Espero que o texto de hoje tenha sido útil e até a próxima semana,

Grande abraço

Mariane

Referências

K. S., Benedetti. 2020. A falácia socioconstrutitivista. Kirion

B. Byrne. 2005. Theories of learning to read. In: SNOWLING, M.J.; HULME, C. (Ed.) The science of reading: a handbook. Oxford: Blackwell, p. 104-119.

A.S. Capovilla; F. C., Seabra 2000. Efeitos do treino de consciência fonológica em crianças com baixo nível sócio-econômico. Psicol. Reflex. Crit. [online]. 2000, vol.13, n.1, pp.07-24. ISSN 1678-7153.  
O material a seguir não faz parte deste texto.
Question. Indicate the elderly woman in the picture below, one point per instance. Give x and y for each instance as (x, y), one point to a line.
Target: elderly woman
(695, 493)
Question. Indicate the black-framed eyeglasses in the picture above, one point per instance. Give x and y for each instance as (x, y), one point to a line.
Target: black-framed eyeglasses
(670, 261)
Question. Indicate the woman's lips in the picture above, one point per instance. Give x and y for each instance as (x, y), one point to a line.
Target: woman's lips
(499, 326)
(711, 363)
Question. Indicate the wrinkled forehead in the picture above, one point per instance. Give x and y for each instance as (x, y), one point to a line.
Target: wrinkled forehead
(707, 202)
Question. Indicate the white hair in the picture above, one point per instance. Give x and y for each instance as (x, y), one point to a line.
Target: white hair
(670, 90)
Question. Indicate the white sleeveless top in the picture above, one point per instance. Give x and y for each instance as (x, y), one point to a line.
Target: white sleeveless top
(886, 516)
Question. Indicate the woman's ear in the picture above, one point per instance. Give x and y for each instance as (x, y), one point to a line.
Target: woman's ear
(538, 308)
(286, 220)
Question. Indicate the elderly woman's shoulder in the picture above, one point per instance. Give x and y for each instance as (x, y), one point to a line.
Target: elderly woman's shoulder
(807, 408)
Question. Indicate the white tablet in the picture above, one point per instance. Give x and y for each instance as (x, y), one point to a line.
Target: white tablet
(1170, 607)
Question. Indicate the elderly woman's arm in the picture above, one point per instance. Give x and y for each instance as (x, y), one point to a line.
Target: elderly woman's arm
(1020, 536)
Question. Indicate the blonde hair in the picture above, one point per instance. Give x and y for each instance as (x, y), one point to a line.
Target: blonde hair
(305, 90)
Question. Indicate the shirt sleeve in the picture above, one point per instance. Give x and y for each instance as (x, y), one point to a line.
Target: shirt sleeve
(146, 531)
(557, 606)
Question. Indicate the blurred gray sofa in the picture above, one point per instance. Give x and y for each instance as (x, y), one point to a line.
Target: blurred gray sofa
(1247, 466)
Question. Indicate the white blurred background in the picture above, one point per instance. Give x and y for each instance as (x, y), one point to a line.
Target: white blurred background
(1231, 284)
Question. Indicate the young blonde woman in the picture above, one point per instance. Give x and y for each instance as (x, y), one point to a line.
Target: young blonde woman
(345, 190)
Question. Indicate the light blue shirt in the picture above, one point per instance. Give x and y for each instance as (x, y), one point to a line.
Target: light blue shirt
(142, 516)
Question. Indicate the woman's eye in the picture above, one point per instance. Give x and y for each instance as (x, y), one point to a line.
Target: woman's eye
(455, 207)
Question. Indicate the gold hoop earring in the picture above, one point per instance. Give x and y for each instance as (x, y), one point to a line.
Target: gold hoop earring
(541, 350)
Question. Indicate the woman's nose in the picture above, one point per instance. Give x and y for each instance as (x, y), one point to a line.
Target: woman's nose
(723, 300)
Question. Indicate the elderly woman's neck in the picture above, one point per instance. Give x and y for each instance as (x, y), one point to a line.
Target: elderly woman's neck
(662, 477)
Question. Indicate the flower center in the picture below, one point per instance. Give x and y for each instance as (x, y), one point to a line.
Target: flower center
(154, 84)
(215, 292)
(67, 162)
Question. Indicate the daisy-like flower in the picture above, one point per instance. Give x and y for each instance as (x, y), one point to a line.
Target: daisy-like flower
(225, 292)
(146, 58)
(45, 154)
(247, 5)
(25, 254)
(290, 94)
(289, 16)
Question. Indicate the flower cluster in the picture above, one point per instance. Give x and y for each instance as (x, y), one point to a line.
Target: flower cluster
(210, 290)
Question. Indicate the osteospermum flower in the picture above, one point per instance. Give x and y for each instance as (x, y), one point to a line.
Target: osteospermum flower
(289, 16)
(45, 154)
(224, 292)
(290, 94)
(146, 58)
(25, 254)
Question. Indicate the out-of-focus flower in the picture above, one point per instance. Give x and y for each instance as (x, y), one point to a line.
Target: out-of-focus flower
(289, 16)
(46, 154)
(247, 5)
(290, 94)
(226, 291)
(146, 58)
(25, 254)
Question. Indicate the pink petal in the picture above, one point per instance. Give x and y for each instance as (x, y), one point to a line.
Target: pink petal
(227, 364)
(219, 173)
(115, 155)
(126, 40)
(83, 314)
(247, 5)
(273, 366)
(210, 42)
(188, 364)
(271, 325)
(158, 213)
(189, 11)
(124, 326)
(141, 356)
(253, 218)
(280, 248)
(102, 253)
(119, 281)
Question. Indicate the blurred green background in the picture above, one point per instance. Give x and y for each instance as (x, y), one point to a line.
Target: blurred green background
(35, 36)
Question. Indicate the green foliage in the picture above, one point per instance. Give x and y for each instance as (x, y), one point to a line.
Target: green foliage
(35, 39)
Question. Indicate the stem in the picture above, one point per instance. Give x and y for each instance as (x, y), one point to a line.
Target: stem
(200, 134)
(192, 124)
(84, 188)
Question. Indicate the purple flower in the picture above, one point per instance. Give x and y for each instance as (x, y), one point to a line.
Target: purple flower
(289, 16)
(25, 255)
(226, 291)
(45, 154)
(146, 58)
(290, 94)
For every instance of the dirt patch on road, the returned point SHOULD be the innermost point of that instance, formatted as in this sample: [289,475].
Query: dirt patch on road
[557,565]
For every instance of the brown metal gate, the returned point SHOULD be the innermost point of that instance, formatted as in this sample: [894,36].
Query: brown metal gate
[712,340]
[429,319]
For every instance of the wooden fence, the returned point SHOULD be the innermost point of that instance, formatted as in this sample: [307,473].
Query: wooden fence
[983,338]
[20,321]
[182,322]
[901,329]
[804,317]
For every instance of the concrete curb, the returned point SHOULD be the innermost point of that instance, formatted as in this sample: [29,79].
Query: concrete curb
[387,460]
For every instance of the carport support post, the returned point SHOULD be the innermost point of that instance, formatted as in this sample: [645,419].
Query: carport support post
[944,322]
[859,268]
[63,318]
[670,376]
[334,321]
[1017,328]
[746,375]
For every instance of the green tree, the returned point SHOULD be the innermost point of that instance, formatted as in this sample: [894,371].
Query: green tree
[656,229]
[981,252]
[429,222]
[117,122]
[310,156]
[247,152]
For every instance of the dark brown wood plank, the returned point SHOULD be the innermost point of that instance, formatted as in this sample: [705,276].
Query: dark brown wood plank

C. M., Connor; F. J., MORRISON; L. E. KATCH. 2004. Beyond the reading wars: exploring the effect of child-instruction interactions on growth in early reading. Scientific Studies of Reading, v. 8, p. 305-336.

C. M., Connor. Et al. 2009. Individualizing student instruction precisely: effects of child x instruction interactions on first graders’ literacy development. Child Development, v. 80, p. 77-100.

S. Dehaene, 2011. Os neurônios da leitura.

E. Ferreiro; A. Teberosky. 1999. Psicogênese da língua escrita. Penso.

M. R., Maluf; C. Cardoso-Martins. 2013. Alfabetização no século XXI: Como se aprende a ler e a escrever. Penso.

Seabra, A.; Capovilla, F. 2011. Problemas de leitura e escrita. Memnom.

M. Seidenberg, 2017. Language at the Speed of Sight: How We Read, Why So Many Can't, and What Can Be Done About It. Basic Books; Reprint edição (6 março 2018).